There are endless ecological points that I could make here, but let's get back to the salmon.

When the Cordilleran ice sheet melted 13,000 years ago, it exposed new valleys to the sea. Today these valleys are all stocked with salmon. How did they get there? Some salmon must have simply swam up the wrong streams, their famous navigation not being all we were taught. From the Yukon in the north and the Columbia in the south, salmon must have slowly stumbled onto new streams and colonized them. Was there a systematic overflow, like caribou at the top of their population cycle, or did they just get lost? Do salmon still wander into the wrong stream, or was this a temporary event limited to the period when the seas were rising and the coastlines changing?

That's question number one: how did the salmon colonize the northwest coast? Unless salmon have been observed colonizing new spaces, I'm not sure we can answer this one with anything other than just-so stories like the ones I just gave.

If you look at a textbook map of the last ice age, it will probably show the two North American ice sheets: the Laurentian, covering most of Canada, and the Cordilleran, which I described above. Your map will probably show the peak expansion of both when they touched and merged in Alberta. Your map probably will also show both coming right down to the oceans on the eastern and western margins of the continent. That detail is wrong.

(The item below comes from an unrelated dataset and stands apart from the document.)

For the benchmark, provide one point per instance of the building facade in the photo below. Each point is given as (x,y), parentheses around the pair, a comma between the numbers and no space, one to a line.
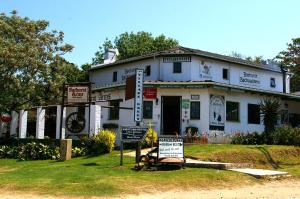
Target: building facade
(183,87)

The Cordilleran ice sheet probably met the sea in much the same way that the final remnants of it do today. That is, tongues of ice flow down valeys until they meet the sea, where they float and break off. Between these rivers of ice are un-glaciated ridges and bits of coastline that form islands in the sea of ice. Geoleogists are just beginning to map these islands. Many were large enough to hold entire small ecosystems that called refugia. One known refugia included Prince of Wales Island in Southeastern Alaska. The bears of some Southeastern islands were separated from their mainland brethren for long enough that they form a genetically distinct population. Did they have salmon to eat?

That's question number two: who were the salmon colonists of the northwest coast? Were they primarily from the Yukon and Columbia? Did they come more from one direction than from the other? Were there indigenous salmon in the coastal refugia to resist this invasion of yankee creek grabing aliens? Did they succeed? It seems to me that this is a doable dissertation or post-doc project. It requires mapping the DNA relationships between the local populations of one of the four species of salmon on the coast.

If you do this project, write me and let me know what you find out, because I really want to know how all of those salmon got where they are.